From the front page of Thursday's WSJ, comes this charming article:
"The U.S. faces an unwelcome combination of looming recession and persistent inflation that is reviving angst about "stagflation," a condition not seen since the 1970s.
Inflation is rising. Yesterday the Labor Department said consumer prices in the U.S. jumped 0.4% in January and are up 4.3% over the past 12 months, near a 16-year high. Even stripping out sharply rising food and energy costs, prices rose 0.3% in January, driven by education, medical care, clothing and hotels. They are up by 2.5% from the previous year, a 10-month high.

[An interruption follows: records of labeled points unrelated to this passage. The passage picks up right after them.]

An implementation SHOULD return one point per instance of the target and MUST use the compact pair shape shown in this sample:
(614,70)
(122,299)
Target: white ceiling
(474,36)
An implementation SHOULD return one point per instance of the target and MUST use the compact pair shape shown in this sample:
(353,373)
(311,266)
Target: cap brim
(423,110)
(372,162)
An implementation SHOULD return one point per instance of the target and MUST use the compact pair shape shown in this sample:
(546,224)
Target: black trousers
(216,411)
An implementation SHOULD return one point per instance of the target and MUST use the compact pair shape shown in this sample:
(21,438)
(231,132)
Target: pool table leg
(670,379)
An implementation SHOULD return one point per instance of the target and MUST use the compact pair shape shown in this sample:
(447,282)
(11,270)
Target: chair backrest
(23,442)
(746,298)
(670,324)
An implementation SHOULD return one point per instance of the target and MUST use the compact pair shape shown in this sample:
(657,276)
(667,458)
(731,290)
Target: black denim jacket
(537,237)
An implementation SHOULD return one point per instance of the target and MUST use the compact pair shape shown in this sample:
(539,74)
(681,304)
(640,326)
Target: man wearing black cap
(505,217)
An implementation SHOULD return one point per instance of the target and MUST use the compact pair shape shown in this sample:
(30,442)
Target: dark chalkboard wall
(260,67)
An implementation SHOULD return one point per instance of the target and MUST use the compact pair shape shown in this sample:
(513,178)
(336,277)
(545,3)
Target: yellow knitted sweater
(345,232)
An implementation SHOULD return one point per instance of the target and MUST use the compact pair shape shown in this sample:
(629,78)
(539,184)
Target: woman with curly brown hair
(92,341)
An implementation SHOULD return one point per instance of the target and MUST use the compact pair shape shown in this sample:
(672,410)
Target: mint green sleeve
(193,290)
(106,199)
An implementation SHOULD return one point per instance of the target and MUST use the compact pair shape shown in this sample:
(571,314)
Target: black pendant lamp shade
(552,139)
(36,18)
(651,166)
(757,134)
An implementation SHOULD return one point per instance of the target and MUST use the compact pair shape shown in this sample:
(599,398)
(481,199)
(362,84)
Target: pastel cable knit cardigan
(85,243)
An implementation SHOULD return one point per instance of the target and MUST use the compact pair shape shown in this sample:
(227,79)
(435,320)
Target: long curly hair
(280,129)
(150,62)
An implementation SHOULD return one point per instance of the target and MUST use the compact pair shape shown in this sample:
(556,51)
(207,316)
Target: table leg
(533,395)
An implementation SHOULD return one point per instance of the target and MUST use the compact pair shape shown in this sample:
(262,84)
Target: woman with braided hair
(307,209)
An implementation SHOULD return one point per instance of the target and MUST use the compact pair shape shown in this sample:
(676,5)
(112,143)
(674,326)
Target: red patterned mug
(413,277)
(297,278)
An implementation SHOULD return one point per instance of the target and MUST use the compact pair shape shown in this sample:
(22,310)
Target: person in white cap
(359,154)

The same day brought news that sparked worries of a deepening recession. The Federal Reserve disclosed that its policymakers lowered their forecast for economic growth this year to between 1.3% and 2%, half a percentage point below the level of their previous forecast, in October. They blamed a further intensification on the slump in housing prices, tighter lending standards and higher oil prices. They warned that should the economy's performance differ from its revised forecast, it would be more likely to fall short than outperform."
Of course, none of this is news to anyone who has been paying attention (i.e., regular TBP readers). Over the past few years, we have taken to calling the current condition demi-stagflation. Not nearly as bad as the 1970s, but certainly worrisome enough.
The Journal also asked readers: Is the U.S. in a period of stagflation? I found the poll results surprising: It's a full 180 from what we had been hearing from the politicos and pundits: We went from a rather robust denial of inflation, and steadfast defense of growth, to this:
(Let's see if this changes when more votes come in . . .)
Today's open thread question: Is Stagflation really back? How much worse is it going to get? Will it be anything like the 1970s (only without the polyester and disco)?